Oelo’s colorful lights pull double duty, saving money
Calm settles over Tarleton State University. Another bustling day has come to an end as hundreds of lampposts across the Stephenville, Texas, campus wink on to guide lingering students back to their dorms. A purple glow emanates from nine buildings across the 122-year-old campus, accenting some of the university’s most visited buildings.
The glow is new, an addition that was made in December 2020 when Tarleton Facilities Management and Campus Operations invested in Oelo Permanent Structural Lighting to dazzle students. The patented color-changing lighting system features permanent weather-resistant channels that blend in with the buildings’ exterior, available in acrylic or optional aluminum. Tarleton opted for custom powder-coated aluminum channels for a seamless match.
And while Oelo is practically invisible by day, it’s hard to miss at night. Not only can Tarleton accent its structures in Tarleton purple, but campus operations can use the Oelo cloud-based lights to customize 6 million hues and 10 movement settings to celebrate special occasions, university causes and favorite holidays. The system can also create the iconic white “bulb” look often seen accenting shopping plaza rooflines.
And with so many color variations, Oelo pulls double duty as holiday lights whenever the season calls for it. From a management standpoint, Oelo is a no-brainer, helping municipalities eliminate the ongoing time and money it takes grounds crews to hang holiday lights on an annual basis. Featuring a five-year warranty, each system is rated for 100,000 hours of use — the equivalent of 22 years of nightly 12-hour glow. In comparison, LED string lights and neon tube lights are only rated for 10,000 to 40,000 hours.

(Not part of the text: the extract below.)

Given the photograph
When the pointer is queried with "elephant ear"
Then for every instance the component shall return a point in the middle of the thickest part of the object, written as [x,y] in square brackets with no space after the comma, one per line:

Tarleton’s system features 7,500 lights, 35 power supplies and 14 control units on nine buildings, and while the addition is new to the university, Oelo isn’t a newcomer in the facilities management space. You can find Oelo lighting on community centers, like the Platte Valley Community Center in Wyoming, or on fire and ambulance stations, like the Calabash Fire Department in North Carolina or the North Jefferson County Ambulance District in Missouri. Oelo has also made a name for itself among franchisee owners, becoming a favorite commercial lighting partner on Chick-Fil-A and Human Bean storefronts.
“During the holidays, it’s definitely a blessing having this system,” said Human Bean franchisee owner Frank Sherman, who bathes most of his coffee storefronts in Oelo hues. “We don’t have to hire contractors to climb ladders and hang string lights around the building, and after Christmas, they don’t come back to take them down. I don’t like roofs and ladders. The combination creates liability, and it also impacts business. With Oelo, a professional team installs them once, and after that, we enjoy them year-round.”
And while Tarleton is a fan of purple hues, Sherman likes rocking pink during Human Bean’s Coffee for a Cure event, a day when the franchise owner pools together 100% of his sales from 10 northern Colorado Human Bean locations to benefit local breast cancer funds. Most years, Sherman raises more than $50,000 to aid his community. The lights, he said, helps create important awareness.
Sherman said he stumbled across Oelo when he was building a food truck for his coffee franchise.
“I was working with SVI Trucks, an international world-class company that builds emergency vehicles, to build a custom food truck. During the process, we spent a lot of time at the SVI facility, and that’s when we discovered Oelo, one of SVI’s sister companies,” Sherman recalled. “We gave the lights a try, and now, every time we add a store, we’re adding Oelo lights because we know it’s a product backed by a very strong parent company.”
In short, Oelo COO Clay Horst said Super Vacuum Manufacturing, Oelo’s parent company, knows the ins and outs of government projects. Incorporated in 1954, Super Vac also has two other divisions that offer specialty lighting products in the emergency vehicle industry.
“It’s sort of neat that Oelo was born from that industry,” Horst said. “While sourcing some great LED products for our other divisions, we thought it would be cool to hang these color-changing lights on buildings, and that’s how the idea of permanent holiday lighting was born. Since then, we’ve discovered just how versatile these lights can be in the municipal space.”
Some might even say it’s the only kind of structural lighting that keeps on giving — and all without yearly hassle and annual costs.